Le recenti disposizioni emanate dal Ministero dell’Economia e delle Finanze riguardanti il contrasto alle frodi fiscali Iva internazionali e nazionali.

Sono stati definiti i termini e le modalità di comunicazione telematica all’Agenzia delle Entrate dei dati riguardanti le cessioni di beni e le prestazioni di servizi effettuate e ricevute, registrate o soggette a registrazione, nei confronti dei soggetti economici domiciliati, residenti o aventi sede nei Paesi inclusi nella black list ad opera del decreto del Ministro delle finanze 4 maggio 1999 e del decreto del Ministro dell’economia e delle finanze 21 novembre 2001.

In particolare, il decreto del Ministro dell’Economia del 30 marzo 2010, pubblicato nella Gazzetta Ufficiale del 16 aprile 2010, n. 88, ha stabilito quali siano i dati e gli elementi informativi da indicare, i soggetti obbligati, il periodo di riferimento, i termini e le modalità di presentazione delle predette comunicazioni.

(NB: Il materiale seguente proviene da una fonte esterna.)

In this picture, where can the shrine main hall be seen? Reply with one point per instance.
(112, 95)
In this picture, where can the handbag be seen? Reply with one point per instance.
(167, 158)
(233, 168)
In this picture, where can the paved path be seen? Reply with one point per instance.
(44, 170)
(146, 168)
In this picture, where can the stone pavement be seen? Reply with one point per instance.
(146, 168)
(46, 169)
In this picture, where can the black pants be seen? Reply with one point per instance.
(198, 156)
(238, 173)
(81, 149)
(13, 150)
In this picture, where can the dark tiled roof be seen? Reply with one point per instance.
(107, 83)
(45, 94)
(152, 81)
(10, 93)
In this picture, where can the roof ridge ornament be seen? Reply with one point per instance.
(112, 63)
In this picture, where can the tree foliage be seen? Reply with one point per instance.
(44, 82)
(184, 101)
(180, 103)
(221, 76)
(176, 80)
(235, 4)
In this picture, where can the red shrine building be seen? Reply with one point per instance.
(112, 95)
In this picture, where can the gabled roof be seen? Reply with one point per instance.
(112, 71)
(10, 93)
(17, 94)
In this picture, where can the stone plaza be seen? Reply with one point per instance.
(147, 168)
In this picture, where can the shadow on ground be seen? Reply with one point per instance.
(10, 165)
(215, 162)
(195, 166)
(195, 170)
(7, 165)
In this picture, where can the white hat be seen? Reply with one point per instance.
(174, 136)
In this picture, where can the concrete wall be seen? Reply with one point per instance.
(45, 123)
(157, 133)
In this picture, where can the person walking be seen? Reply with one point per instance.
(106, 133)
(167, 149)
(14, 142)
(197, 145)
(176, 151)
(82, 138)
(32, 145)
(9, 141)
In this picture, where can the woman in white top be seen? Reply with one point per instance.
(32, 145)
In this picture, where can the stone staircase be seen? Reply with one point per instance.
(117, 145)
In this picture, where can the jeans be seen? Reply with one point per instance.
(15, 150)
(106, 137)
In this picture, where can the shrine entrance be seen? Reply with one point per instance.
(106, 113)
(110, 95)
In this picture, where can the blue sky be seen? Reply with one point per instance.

Al riguardo, si evidenzia che, secondo quanto stabilito dall’art. 4 del decreto in esame, nel modello, che dovrà essere approvato entro il 29 maggio con provvedimento del direttore dell’Agenzia delle entrate insieme alle relative istruzioni per la compilazione, devono essere esposti i seguenti dati:

  1. codice fiscale e partita Iva del soggetto passivo tenuto alla comunicazione;
  2. numero di codice fiscale assegnato all’operatore economico, con il quale è intercorsa l’operazione, dallo Stato dove è stabilito, residente o domiciliato;
  3. altro codice identificativo attribuito al soggetto economico estero, in mancanza dell’attribuzione del codice fiscale;
  4. ditta, dati anagrafici e domicilio fiscale della controparte persona fisica;
  5. denominazione o ragione sociale, sede legale o amministrativa della controparte diversa dalle persone fisiche;
  6. periodo di riferimento della comunicazione;
  7. per ogni operatore estero, l’importo totale delle operazioni passive ed attive effettuate, suddivise tra operazioni imponibili, non imponibili, esenti o non soggette agli effetti dell’Iva, computate al netto delle relative note di variazione;
  8. in relazione alle operazioni imponibili, per ciascun soggetto economico, l’importo della relativa imposta;
  9. importi complessivi delle operazioni e della relativa imposta concernenti le note di variazione emesse e ricevute, riferite ad annualità precedenti, suddivisi per ciascun operatore ecomico.

Si ribadisce, come già stabilito dall’art. 1, c. 1 del decreto legge 25 marzo 2010, n. 40(1), che l’obbligo in esame è posto in capo ai soggetti passivi Iva che abbiano effettuato cessioni di beni e/o prestazioni di servizi nei confronti di operatori economici stabiliti negli Stati a fiscalità privilegiata inclusi nella black list, o che da questi abbiano acquistato beni o ricevuto prestazioni.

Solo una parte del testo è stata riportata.